綾は澪の顔を覗き込み、囁くように言った。「私たちは、これからどうする? あの司令官、一枚も二枚も複雑な事情があるみたいだけど、制度そのものは変わらない。彼が全部を裏切ってくれるかは分からない。私たちだけで、他人の選択を剥ぎ取りたくない」

宗介は地面に膝をつき、砂を指で掬って見せた。「ここで区切らないと、次に同じことが起きる。だが、澪――君がやったことを、無駄にさせるつもりはない」

澪は手の痺れを確かめ、右耳の閉塞感を我慢して立ち上がった。

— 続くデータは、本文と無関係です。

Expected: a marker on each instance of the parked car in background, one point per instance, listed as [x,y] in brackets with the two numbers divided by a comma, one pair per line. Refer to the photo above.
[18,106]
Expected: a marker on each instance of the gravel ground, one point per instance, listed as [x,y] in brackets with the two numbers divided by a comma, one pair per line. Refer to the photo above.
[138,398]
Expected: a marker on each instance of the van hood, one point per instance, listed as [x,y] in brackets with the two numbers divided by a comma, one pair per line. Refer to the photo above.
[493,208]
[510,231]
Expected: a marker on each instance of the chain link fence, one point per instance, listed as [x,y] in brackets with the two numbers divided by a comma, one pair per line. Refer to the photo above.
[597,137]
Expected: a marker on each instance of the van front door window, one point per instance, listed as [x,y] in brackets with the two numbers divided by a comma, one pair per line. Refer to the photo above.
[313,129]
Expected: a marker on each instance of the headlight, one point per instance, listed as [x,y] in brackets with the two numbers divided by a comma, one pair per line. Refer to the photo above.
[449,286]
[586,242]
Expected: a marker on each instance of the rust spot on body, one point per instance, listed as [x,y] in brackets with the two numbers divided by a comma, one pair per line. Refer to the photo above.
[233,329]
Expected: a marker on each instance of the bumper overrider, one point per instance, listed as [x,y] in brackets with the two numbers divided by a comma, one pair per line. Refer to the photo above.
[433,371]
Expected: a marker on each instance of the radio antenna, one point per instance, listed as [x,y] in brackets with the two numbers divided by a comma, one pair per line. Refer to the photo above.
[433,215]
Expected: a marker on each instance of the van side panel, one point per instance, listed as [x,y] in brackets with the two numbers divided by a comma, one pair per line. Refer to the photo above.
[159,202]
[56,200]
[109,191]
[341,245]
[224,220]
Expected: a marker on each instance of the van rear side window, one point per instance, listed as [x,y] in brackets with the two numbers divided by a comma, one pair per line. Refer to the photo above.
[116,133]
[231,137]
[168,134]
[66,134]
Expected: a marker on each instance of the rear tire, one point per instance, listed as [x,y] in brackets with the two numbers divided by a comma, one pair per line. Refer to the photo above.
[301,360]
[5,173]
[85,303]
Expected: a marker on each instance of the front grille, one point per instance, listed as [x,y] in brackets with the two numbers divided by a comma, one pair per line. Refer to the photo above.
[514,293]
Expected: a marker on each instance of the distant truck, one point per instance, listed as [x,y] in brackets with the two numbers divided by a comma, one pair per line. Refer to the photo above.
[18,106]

銀河鉄拳の光は消えかけ、紋様だけが砂のようにうねっている。澪は深く息を吸い込み、決意を固めるように顔を上げた。

「私の力は、誰かの代わりに決めるために使わない」澪の声はまだ掠れていたが、確かだった。「仲間の同意があれば使う。ここで私が一人で道を作ることが、正しいこととは限らない」

彼女の言葉を受けて、綾は驚いたように口を半開きにしたが、すぐに微笑んだように見えた。宗介も短くうなずいた。だがその合意が、彼らにとって何を許すかはまだ決まっていない。銀河鉄拳は一度しか、完全な共同作戦を現実化できない。次にそれをいつ、誰の合意で使うかが、今後の岐路となる。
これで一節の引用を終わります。